Answer: The boxplots suggest that growth for abalone is variable in infancy. For example, the boxplots for infant abalone have more outliers, especially in those with 10 or less rings. Adult abalone have a more stable growth related to number of rings, although they sill have positive outliers. The trend for adult abalone is more linear and peaks at 11 rings. After infant and adult abalone peak at at about 11 and 12 rings, respectively, they experince a slight decline in both volume and weight.
### Section 6: (11 points) Conclusions from the Exploratory Data Analysis (EDA).
Conclusions
Essay Question 1) (5 points) Based solely on these data, what are plausible statistical reasons that explain the failure of the original study? Consider to what extent physical measurements may be used for age prediction.

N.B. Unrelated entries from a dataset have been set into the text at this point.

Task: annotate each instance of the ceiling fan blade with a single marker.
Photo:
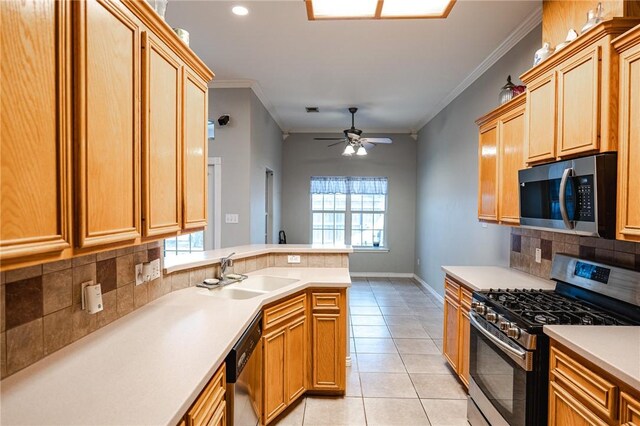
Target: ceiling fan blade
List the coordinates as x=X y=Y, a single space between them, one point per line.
x=378 y=140
x=337 y=143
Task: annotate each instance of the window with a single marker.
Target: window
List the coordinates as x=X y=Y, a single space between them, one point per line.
x=184 y=244
x=349 y=210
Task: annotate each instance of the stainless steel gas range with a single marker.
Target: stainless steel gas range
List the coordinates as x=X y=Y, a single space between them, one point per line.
x=509 y=354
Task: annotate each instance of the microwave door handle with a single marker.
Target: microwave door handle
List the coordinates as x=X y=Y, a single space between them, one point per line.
x=563 y=198
x=518 y=356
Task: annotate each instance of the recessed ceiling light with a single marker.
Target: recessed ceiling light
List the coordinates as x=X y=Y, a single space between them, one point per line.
x=240 y=10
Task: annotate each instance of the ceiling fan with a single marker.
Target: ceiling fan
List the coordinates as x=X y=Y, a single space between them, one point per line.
x=355 y=143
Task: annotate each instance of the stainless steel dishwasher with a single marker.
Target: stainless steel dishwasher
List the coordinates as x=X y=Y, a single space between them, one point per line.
x=244 y=377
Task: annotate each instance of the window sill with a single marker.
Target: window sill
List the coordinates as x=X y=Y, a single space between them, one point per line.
x=371 y=249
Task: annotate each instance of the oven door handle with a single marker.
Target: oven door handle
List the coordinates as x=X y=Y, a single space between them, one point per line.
x=522 y=357
x=568 y=172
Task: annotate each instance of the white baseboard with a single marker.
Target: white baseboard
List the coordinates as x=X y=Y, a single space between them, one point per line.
x=381 y=274
x=430 y=289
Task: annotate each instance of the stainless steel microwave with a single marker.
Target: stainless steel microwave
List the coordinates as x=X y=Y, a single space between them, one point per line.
x=573 y=196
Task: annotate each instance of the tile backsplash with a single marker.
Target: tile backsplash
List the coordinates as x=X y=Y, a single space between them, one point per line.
x=40 y=306
x=524 y=243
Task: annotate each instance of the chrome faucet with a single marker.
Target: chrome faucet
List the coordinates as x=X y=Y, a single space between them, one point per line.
x=224 y=263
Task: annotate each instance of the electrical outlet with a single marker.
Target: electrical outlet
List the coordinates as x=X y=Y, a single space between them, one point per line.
x=139 y=274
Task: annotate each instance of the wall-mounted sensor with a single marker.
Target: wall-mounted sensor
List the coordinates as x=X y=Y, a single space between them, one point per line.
x=224 y=119
x=91 y=297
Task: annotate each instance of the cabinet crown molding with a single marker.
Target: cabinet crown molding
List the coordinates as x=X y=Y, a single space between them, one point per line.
x=611 y=27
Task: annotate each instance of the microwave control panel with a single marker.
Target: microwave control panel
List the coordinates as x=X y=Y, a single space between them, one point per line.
x=585 y=209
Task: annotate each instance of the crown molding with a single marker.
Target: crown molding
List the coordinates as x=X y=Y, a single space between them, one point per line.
x=514 y=38
x=257 y=89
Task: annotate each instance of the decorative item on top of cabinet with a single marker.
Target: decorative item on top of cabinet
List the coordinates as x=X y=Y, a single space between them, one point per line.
x=108 y=125
x=455 y=344
x=35 y=134
x=628 y=45
x=500 y=158
x=572 y=97
x=582 y=393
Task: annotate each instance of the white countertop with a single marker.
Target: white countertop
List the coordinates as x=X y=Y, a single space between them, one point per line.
x=147 y=367
x=203 y=258
x=482 y=278
x=615 y=349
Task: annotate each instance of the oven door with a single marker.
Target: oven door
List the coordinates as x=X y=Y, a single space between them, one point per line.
x=501 y=375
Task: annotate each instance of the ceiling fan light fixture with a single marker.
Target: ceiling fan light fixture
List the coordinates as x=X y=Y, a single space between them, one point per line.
x=348 y=151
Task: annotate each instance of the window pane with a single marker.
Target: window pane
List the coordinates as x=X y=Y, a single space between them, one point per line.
x=328 y=202
x=317 y=221
x=316 y=201
x=356 y=202
x=367 y=221
x=328 y=220
x=356 y=238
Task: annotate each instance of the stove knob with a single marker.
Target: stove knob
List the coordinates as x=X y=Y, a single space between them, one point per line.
x=514 y=332
x=481 y=309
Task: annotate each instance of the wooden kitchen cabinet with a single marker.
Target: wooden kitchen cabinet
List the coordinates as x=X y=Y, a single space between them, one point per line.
x=501 y=156
x=132 y=97
x=210 y=407
x=161 y=138
x=629 y=137
x=194 y=152
x=581 y=393
x=457 y=328
x=107 y=83
x=35 y=134
x=328 y=341
x=572 y=97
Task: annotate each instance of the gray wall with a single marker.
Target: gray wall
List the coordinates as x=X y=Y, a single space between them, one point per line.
x=251 y=142
x=303 y=157
x=447 y=228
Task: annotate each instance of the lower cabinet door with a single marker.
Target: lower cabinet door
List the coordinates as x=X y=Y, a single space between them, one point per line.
x=326 y=350
x=296 y=360
x=275 y=389
x=564 y=409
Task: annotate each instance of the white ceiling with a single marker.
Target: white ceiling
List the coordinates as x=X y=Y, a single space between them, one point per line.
x=400 y=73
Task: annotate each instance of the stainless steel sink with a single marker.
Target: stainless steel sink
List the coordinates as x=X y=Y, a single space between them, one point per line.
x=264 y=283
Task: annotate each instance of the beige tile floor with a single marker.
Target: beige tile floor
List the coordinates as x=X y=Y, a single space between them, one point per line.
x=398 y=375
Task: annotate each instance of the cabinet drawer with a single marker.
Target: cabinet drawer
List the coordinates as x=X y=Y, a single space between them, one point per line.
x=325 y=301
x=279 y=313
x=629 y=410
x=597 y=392
x=207 y=404
x=452 y=290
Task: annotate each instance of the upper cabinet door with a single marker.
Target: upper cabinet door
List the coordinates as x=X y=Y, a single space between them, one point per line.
x=541 y=119
x=161 y=139
x=195 y=152
x=579 y=103
x=511 y=160
x=629 y=150
x=35 y=131
x=488 y=173
x=107 y=88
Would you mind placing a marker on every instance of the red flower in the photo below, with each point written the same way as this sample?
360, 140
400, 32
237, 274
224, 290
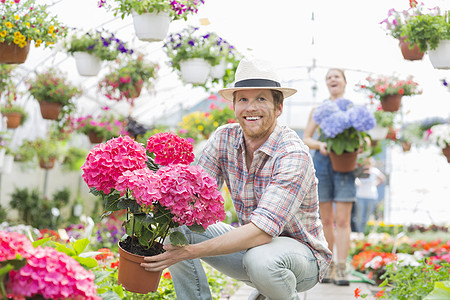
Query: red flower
357, 293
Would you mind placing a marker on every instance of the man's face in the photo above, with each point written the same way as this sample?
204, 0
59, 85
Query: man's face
256, 112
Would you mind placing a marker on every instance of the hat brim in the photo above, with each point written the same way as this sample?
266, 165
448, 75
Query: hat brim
227, 94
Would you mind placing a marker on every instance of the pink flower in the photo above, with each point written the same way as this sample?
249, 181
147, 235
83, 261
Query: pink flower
169, 148
13, 244
53, 275
191, 195
106, 162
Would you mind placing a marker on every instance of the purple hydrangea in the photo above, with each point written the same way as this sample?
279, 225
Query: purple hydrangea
361, 118
326, 109
335, 123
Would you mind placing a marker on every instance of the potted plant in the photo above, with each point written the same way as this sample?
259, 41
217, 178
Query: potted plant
394, 24
125, 81
390, 90
431, 32
160, 191
91, 48
54, 92
384, 120
440, 136
23, 22
196, 54
343, 127
151, 18
100, 128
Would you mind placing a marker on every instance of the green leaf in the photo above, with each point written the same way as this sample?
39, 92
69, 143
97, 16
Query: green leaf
178, 239
441, 291
80, 245
197, 228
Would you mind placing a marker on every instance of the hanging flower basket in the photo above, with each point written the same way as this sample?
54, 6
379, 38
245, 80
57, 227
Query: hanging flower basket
218, 71
13, 54
151, 27
133, 277
410, 54
440, 57
13, 120
94, 138
446, 152
391, 103
195, 70
47, 164
87, 64
345, 162
50, 110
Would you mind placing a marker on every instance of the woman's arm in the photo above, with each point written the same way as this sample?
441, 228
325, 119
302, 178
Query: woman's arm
308, 139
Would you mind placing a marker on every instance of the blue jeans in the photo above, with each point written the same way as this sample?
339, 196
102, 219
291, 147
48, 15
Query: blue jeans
278, 270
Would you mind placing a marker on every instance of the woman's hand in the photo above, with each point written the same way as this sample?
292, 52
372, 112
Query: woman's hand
323, 148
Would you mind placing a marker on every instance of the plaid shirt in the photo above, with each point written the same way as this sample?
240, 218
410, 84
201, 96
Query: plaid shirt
279, 193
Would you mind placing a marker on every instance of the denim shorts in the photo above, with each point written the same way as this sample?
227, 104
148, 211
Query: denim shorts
333, 186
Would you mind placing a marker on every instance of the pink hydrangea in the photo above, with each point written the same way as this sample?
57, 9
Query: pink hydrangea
106, 162
169, 148
143, 183
191, 195
53, 275
12, 244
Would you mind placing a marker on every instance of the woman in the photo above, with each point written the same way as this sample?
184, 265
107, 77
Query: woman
337, 191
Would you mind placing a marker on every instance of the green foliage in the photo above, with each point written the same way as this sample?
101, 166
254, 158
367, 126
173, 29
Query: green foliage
427, 31
53, 86
104, 45
413, 282
35, 210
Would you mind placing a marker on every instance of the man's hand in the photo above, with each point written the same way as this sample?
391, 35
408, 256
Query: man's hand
162, 261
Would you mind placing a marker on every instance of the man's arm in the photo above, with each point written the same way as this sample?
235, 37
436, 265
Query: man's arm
241, 238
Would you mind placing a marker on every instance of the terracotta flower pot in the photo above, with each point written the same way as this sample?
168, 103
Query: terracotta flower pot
13, 54
94, 138
50, 110
133, 277
410, 54
346, 162
47, 164
391, 103
446, 152
13, 120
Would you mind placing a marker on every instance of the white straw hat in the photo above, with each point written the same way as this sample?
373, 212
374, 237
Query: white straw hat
255, 74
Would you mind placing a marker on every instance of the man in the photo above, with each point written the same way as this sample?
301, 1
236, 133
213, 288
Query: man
279, 248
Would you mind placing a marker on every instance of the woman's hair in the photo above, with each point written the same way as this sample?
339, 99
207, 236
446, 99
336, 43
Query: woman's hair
339, 70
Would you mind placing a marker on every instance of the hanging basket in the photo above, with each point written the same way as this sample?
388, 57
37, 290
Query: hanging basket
410, 54
346, 162
47, 164
195, 70
50, 110
391, 103
13, 120
219, 70
133, 277
87, 64
151, 27
94, 138
446, 152
440, 57
378, 133
13, 54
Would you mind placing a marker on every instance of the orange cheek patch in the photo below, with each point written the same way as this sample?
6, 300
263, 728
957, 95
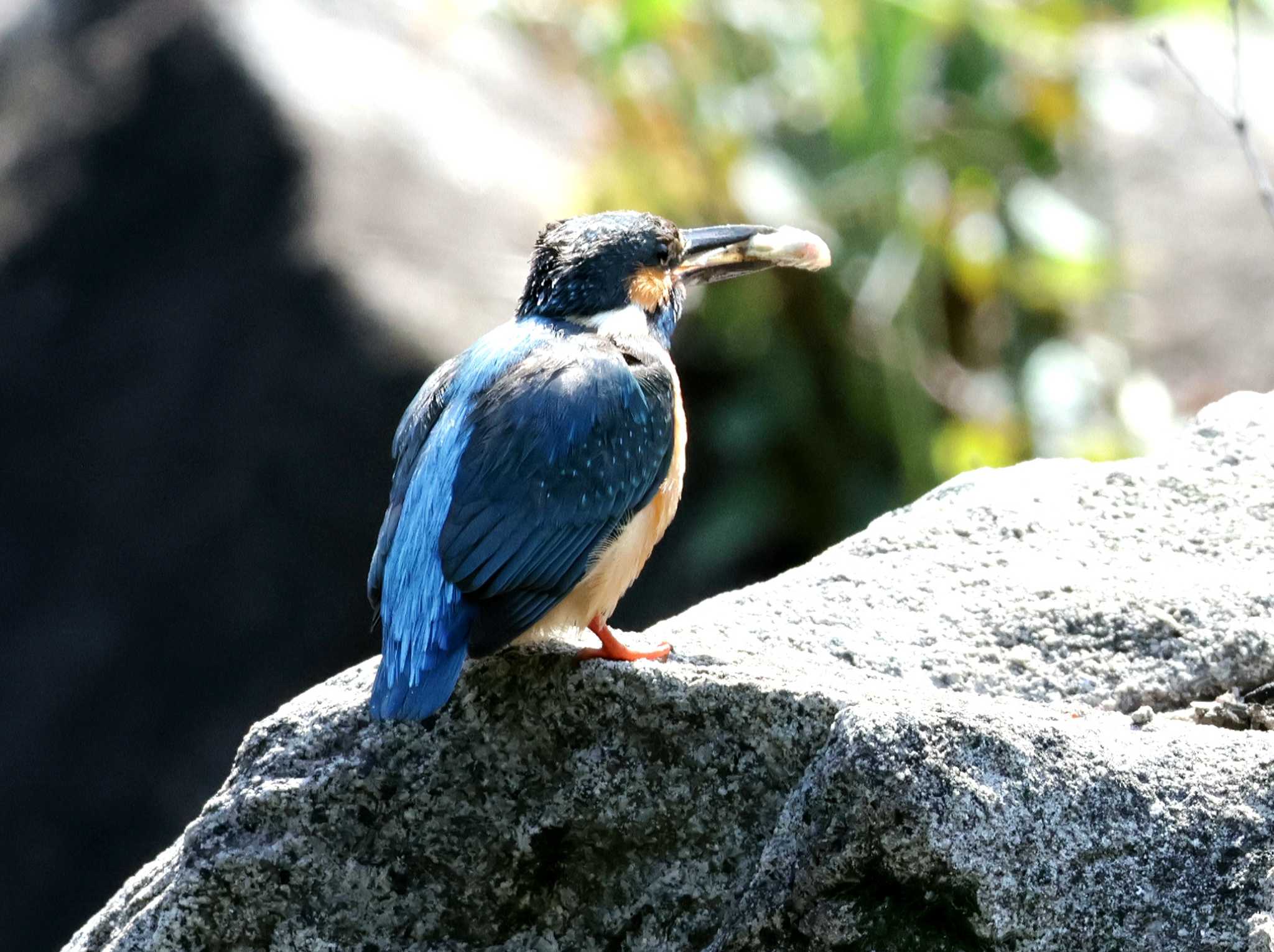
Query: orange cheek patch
650, 288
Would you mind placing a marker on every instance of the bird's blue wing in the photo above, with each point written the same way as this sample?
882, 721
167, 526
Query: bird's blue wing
564, 448
423, 617
409, 438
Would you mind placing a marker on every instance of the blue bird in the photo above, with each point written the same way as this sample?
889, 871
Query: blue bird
536, 471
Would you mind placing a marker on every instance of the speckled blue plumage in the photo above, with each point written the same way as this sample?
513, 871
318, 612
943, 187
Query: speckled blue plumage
516, 463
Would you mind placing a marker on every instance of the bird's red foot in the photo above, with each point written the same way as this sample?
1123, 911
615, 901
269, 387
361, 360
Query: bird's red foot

Answer: Possible reasons include presumptions about the data being collected as well as possible errors in data being collected There are infant abalone across all classes, so how does gender of ana abalone play a part in age and number of rings? Also, there is no account for the variability in population of abalones, meaning that the population is not controlled. The study mentioned that abalone take a long time to grow, and that can create changes in the environment of the abalone as well.
Essay Question 2) (3 points) Do not refer to the abalone data or study. If you were presented with an overall histogram and summary statistics from a sample of some population or phenomenon and no other information, what questions might you ask before accepting them as representative of the sampled population or phenomenon?
Answer: I’d want to know where the data came from and how it was collected. I’d also like to know if the sample is large enough and a good representative of the whole population. I’d check for potential outliers. I would also want to know the context if the data being presented to me, what message are they trying to get across?.
Essay Question 3) (3 points) Do not refer to the abalone data or study. What do you see as difficulties analyzing data derived from observational studies? Can causality be determined? What might be learned from such studies?
Answer: A difficulty in analyzing this data is the variability and the lack of control in the sample of abalone population. Causality can’t be determined because number of rings is correlated with age classification, but not with maturity, infant abalone exist across older age classifications as well. We need to understand the data better in order to meaninhfully ananlyze the data.